Was macht der Krimi-Autor HENNING MANKELL in Mocambique? Er schreibt Bestseller und verschenkt sein Geld.
Günter Kaindlstorfer hat ihn besucht.


Henning Mankell ist schlecht gelaunt. Mißmutig schaut er in den schwarzgrauen Himmel über Maputo. Regen, nichts als Regen. Seit Tagen entladen sich schwere Unwetter über der Stadt, fette Tropfen zerplatzen auf dem Asphalt. "Wenn das so weitergeht", seufzt Mankell, "wird es noch mehr Tote geben." In den Slums der mocambiquanischen Metropole werden schon die ersten Todesopfer beklagt, dreckigbraunes Wasser hat letzte Nacht Tausende von Hütten mit sich gerissen, die Bewohner haben Hab und Gut verloren, die meisten von ihnen wissen nicht einmal, wo sie die kommende Nacht verbringen sollen. Doch das ist erst die Ouvertüre: Nach dem Abflug des österreichischen Besuchers geht das Inferno erst richtig los. Die Fernsehbilder von gewaltigen Flutwellen und in Baumkronen hockenden Menschen gehen um die Welt.

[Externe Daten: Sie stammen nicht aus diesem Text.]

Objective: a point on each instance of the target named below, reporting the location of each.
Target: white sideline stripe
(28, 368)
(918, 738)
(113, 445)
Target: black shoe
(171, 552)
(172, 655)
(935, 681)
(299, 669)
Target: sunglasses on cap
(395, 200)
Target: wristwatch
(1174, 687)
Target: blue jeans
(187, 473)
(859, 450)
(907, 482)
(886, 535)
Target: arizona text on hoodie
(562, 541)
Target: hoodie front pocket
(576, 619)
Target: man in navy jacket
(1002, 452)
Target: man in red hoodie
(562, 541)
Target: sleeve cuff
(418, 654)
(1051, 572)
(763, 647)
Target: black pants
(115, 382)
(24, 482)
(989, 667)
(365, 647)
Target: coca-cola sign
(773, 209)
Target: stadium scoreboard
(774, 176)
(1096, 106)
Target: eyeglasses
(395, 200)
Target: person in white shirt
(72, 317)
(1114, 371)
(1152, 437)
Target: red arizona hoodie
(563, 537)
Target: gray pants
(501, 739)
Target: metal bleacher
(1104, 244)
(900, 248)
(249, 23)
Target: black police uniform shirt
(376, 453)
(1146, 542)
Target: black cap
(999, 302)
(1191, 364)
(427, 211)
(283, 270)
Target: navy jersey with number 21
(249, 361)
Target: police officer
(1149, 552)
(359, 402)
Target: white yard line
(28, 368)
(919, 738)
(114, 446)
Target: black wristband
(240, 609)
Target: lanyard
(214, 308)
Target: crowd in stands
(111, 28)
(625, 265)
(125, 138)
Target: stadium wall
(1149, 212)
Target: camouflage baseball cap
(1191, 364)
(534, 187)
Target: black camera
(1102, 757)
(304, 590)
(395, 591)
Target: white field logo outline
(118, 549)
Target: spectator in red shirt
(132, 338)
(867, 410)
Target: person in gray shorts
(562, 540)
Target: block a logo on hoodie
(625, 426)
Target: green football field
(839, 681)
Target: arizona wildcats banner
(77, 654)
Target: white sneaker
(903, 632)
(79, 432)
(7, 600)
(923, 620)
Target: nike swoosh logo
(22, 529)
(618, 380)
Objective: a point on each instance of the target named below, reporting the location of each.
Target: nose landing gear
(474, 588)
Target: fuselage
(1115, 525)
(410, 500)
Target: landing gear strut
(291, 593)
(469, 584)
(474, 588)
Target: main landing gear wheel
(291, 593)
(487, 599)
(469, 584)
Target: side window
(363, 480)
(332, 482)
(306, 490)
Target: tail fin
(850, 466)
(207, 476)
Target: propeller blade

Henning Mankell, Verfasser mehrerer Weltbestseller, lebt seit fünfzehn Jahren in Mocambique. Warum ausgerechnet hier? Andere Erfolgsautoren wählen Vevey oder Monte Carlo als Zweitwohnsitz. Was treibt den 52jährigen Schweden in eines der ärmsten Länder der Welt? Dritte-Welt-Romantik? 68er-Nostalgie? Ein hartnäckiger Helfertick? "Quatsch", sagt Mankell. "Reines Kalkül. Ich habe immer gewußt: Wenn aus mir ein guter Schriftsteller werden soll, muß ich mir eine außereuropäische Perspektive suchen." Sechs bis sieben Monate im Jahr lebt Mankell im Süden Afrikas, die restliche Zeit verbringt er in Schweden. Auch in seinen Büchern hat sich der grauhaarige Mittfünfziger immer wieder mit dem Elend Schwarzafrikas auseinandergesetzt, in seinem eindrucksvollen Kinderbuch "Das Geheimnis des Feuers" etwa (Oetinger-Verlag). Da beschreibt Mankell auf nüchterne und zugleich anrührende Art und Weise das Leben eines kleinen mocambiquanischen Mädchens, dem eine Landmine beide Beine weggerissen hat. Mit Hilfe zweier Beinprothesen und einer alten Singer-Nähmaschine gelingt es der Heldin, im Leben wieder Fuß zu fassen. "Dieses Buch ist ein Hymnus auf den Überlebenswillen der afrikanischen Menschen", erklärt der Autor.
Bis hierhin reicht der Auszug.